I am still trying to master the notion of proofs. It is quite a difficult transition, and I am not the best at it. Any suggestions or corrections on my logic would be extremely helpful. Thanks in advance.
Claim: If $n$ is an integer, then $n^2 \geq n$.
I rewrote this as: For all integers $n$, $n^2 \geq n$.
Proof: Suppose $n^2$ < $n$, for all integers $n$. Then, $n \cdot n < n \implies n < 1$. This is not true since $n \in \mathbb{Z}$ and $n$ can also be greater than or equal to $1$. Thus, contradicting our assumption.
I feel like I completely butchered this proof, but I am just starting to practice it more. Any help would be greatly appreciated.
The negation of "for all" is "there exists". If you want to proceed solving this question with a proof by contradiction, your starting assumption must be "Suppose $n^2<n$ for some integer $n\in \mathbb{Z}$.
Then, your need to be a little more careful in the writing of the proof. Indeed, you are trying to divide your inequality by $n$ to deduce a contradiction, but there are two things you need to be attentive to. First, $n$ must not be zero. The case $n=0$, which is trivial, must be mentioned separatedly. Second, if $n$ is negative, then the order of the inequality changes. So you need to treat the cases $n$ positive and $n$ negative separatedly (and conclude as you did).
Now, because of these cases that need to be distinguished, this kind of proof is not recommended.

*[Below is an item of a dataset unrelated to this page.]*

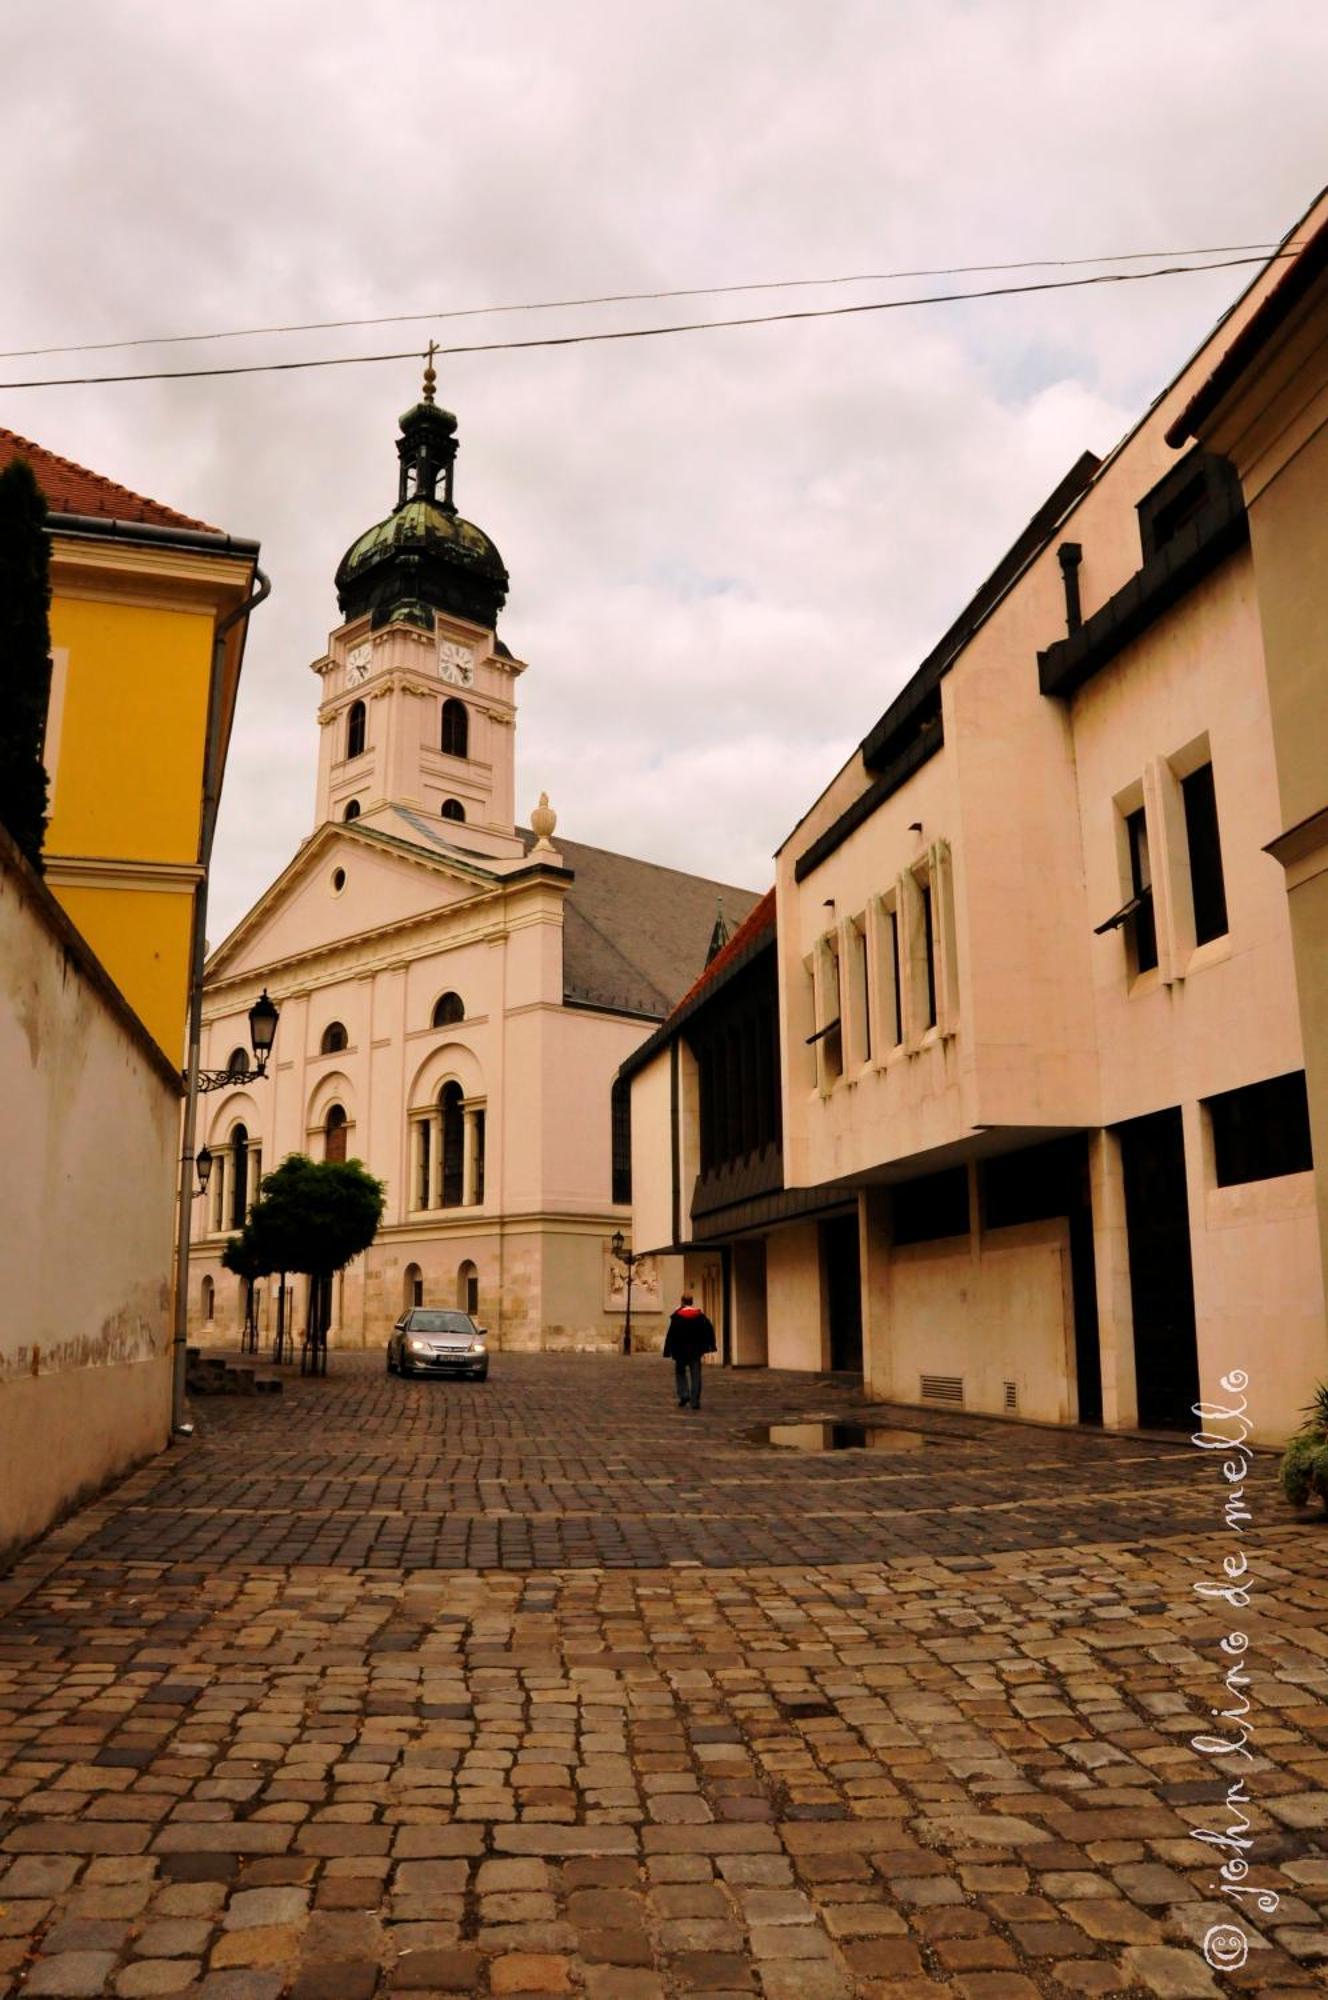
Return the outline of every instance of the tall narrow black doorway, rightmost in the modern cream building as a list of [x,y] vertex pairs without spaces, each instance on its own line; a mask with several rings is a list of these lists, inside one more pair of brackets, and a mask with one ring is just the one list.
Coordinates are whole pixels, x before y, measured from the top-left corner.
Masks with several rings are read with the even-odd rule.
[[1144,1430],[1192,1430],[1198,1340],[1180,1112],[1130,1118],[1116,1134],[1126,1186],[1138,1420]]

You may show the result directly, by noticing that $n^2 \geq n$ if and only if $n(n-1)\geq 0$. A product of two quantities is non-negative if and only if both have the same sign. Thus, you are reduced to proving that for every $n \in \mathbb{Z}$, $n$ and $n-1$ have the same sign (with the meaning "both are non-negative or both are non-positive"). This is now rather straightforward.